Column: How can competitive coexistence with China be possible?

FILE - U.S. Secretary of State Antony Blinken meets with Chinese President Xi Jinping in the Great Hall of the People in Beijing, China, Monday, June 19, 2023. China on Wednesday, June 21, called comments by U.S. President Joe Biden referring to Chinese leader Xi Jinping as a dictator “extremely absurd and irresponsible.” (Leah Millis/Pool Photo via AP, File)

FILE - U.S. Secretary of State Antony Blinken meets with Chinese President Xi Jinping in the Great Hall of the People in Beijing, China, Monday, June 19, 2023. China on Wednesday, June 21, called comments by U.S. President Joe Biden referring to Chinese leader Xi Jinping as a dictator “extremely absurd and irresponsible.” (Leah Millis/Pool Photo via AP, File) Pool Photo via AP — LEAH MILLIS

President Joe Biden speaks during a news conference with India's Prime Minister Narendra Modi in the East Room of the White House, Thursday, June 22, 2023, in Washington. (AP Photo/Jacquelyn Martin)

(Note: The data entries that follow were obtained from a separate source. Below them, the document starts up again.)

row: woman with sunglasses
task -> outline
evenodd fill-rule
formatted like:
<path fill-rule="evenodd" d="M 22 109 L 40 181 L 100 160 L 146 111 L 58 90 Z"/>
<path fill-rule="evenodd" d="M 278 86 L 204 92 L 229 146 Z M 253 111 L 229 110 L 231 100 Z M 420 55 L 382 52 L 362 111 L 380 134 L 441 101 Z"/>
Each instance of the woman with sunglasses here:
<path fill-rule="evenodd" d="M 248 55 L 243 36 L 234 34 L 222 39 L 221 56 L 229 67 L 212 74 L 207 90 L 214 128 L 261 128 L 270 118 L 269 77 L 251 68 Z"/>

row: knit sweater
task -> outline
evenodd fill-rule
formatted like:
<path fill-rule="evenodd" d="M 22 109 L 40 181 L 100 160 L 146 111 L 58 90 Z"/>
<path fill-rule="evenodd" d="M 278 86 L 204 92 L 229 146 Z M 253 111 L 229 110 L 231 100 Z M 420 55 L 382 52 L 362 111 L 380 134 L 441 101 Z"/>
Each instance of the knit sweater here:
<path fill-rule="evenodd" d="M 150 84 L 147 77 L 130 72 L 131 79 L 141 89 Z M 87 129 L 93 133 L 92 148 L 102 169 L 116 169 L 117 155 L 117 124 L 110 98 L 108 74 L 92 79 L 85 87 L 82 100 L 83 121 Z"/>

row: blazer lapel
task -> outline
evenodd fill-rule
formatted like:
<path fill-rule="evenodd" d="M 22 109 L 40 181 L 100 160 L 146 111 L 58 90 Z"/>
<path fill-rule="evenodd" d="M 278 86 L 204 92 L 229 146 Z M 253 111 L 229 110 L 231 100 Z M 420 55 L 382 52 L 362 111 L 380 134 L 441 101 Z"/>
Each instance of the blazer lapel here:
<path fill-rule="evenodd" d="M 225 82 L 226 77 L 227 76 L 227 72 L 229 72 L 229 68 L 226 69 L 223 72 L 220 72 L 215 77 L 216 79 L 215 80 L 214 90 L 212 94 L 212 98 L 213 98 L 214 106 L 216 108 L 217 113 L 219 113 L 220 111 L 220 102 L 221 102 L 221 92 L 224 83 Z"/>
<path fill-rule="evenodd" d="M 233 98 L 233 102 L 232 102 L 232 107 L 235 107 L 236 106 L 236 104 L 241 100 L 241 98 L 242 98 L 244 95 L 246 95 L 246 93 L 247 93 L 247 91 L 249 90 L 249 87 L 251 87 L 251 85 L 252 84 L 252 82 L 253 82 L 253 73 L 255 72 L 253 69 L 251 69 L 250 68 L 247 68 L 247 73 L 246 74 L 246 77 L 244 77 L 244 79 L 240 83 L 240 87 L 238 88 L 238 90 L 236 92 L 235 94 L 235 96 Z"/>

President Joe Biden speaks during a news conference with India's Prime Minister Narendra Modi in the East Room of the White House, Thursday, June 22, 2023, in Washington. (AP Photo/Jacquelyn Martin) ap — Jacquelyn Martin

In this file photo, Russian President Vladimir Putin and China's President Xi Jinping make a toast during a reception following their talks at the Kremlin in Moscow on March 21, 2023. (Pavel Byrkin/AFP/Getty Images/TNS)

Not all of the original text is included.